Re: Nine new papers out; three exceptionally impressive

Posted: Tue Feb 26, 2013 8:39 am
by bruce
Latency is a big factor, but it can also be bandwidth. With a slow GPU, the I/O between main RAM and VRAM can be easily be overlapped with computing. With a fast GPU, it's a lot harder to feed it enough data to keep it busy. (That's oversimplified, but still true.)

Re: Nine new papers out; three exceptionally impressive

Posted: Tue Feb 26, 2013 8:53 am
by SodaAnt
bruce wrote:Latency is a big factor, but it can also be bandwidth. With a slow GPU, the I/O between main RAM and VRAM can be easily be overlapped with computing. With a fast GPU, it's a lot harder to feed it enough data to keep it busy. (That's oversimplified, but still true.)
Can the SLI or xFire link be used for normal data transfer, or is that restricted for other purposes?

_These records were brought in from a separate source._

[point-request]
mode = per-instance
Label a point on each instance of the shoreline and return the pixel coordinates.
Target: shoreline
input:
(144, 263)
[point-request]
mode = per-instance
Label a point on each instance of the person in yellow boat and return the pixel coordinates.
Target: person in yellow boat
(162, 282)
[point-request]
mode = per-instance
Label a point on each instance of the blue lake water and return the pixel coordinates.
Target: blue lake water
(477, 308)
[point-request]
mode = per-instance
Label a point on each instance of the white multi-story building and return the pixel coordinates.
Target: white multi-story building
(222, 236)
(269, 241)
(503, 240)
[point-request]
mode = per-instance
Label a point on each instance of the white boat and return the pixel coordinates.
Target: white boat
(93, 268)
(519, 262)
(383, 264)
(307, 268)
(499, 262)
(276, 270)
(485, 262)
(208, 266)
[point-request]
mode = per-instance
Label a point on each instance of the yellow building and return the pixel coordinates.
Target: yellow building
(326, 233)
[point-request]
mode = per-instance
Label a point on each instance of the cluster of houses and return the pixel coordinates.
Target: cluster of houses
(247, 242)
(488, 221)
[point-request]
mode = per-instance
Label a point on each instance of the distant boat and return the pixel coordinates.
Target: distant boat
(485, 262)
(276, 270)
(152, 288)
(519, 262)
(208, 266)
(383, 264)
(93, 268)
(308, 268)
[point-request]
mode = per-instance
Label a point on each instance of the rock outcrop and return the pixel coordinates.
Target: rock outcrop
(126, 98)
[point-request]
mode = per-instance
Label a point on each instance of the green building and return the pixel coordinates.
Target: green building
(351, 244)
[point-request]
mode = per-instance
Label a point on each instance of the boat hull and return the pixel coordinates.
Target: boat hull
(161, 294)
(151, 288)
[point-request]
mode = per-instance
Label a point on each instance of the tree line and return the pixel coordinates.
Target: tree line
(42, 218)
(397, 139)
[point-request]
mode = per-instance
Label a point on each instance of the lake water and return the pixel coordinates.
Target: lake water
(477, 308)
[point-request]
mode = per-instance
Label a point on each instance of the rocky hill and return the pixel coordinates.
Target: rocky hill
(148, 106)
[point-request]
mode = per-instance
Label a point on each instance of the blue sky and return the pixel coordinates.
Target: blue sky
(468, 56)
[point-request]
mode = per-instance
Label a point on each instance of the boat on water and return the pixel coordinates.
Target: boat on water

Re: Nine new papers out; three exceptionally impressive

Posted: Wed Feb 27, 2013 5:41 am
by bruce
The information we were given several years ago was that SLI/Xfire links are too slow for FAH, though I've never seen an explanation of how moving data via SLI/XFire compares with PCIe data transfers. Since the FahCores have been designed to preparing work packets in CPU-RAM which can be processed by a single GPU, I'm not sure that direct GPU-to-GPU transfers would be useful, but there might be unexpected optimizations if a FahCore is somehow designed to use more than one GPU on the same WU.

Re: Nine new papers out; three exceptionally impressive

Posted: Wed Feb 27, 2013 8:40 am
by SodaAnt
bruce wrote:The information we were given several years ago was that SLI/Xfire links are too slow for FAH, though I've never seen an explanation of how moving data via SLI/XFire compares with PCIe data transfers. Since the FahCores have been designed to preparing work packets in CPU-RAM which can be processed by a single GPU, I'm not sure that direct GPU-to-GPU transfers would be useful, but there might be unexpected optimizations if a FahCore is somehow designed to use more than one GPU on the same WU.
Well, there's always the choice of combining the two for greater throughput between the GPUs, though I'm not sure how well that approach would work without some hard data.

Re: Nine new papers out; three exceptionally impressive

Posted: Thu Feb 28, 2013 1:15 am
by bruce
SodaAnt wrote:Well, there's always the choice of combining the two for greater throughput between the GPUs, though I'm not sure how well that approach would work without some hard data.
Paper #108 seems like hard data to me and it's not encouraging.

Can performance be optimized beyond that level? Perhaps -- perhaps not. Naturally PG will try to improve those numbers, but there's no way to tell until they try and we get more hard data of those results.

Re: Nine new papers out; three exceptionally impressive

Posted: Thu Feb 28, 2013 10:40 am
by PantherX
The 2 GPU mode is rather promising. I do hope that we will reach a performance level of 1.8 to 1.95 in the near future. Regarding the results, are these dependent on the driver version used? If so, then new improved drivers might yield better results for 2 GPUs.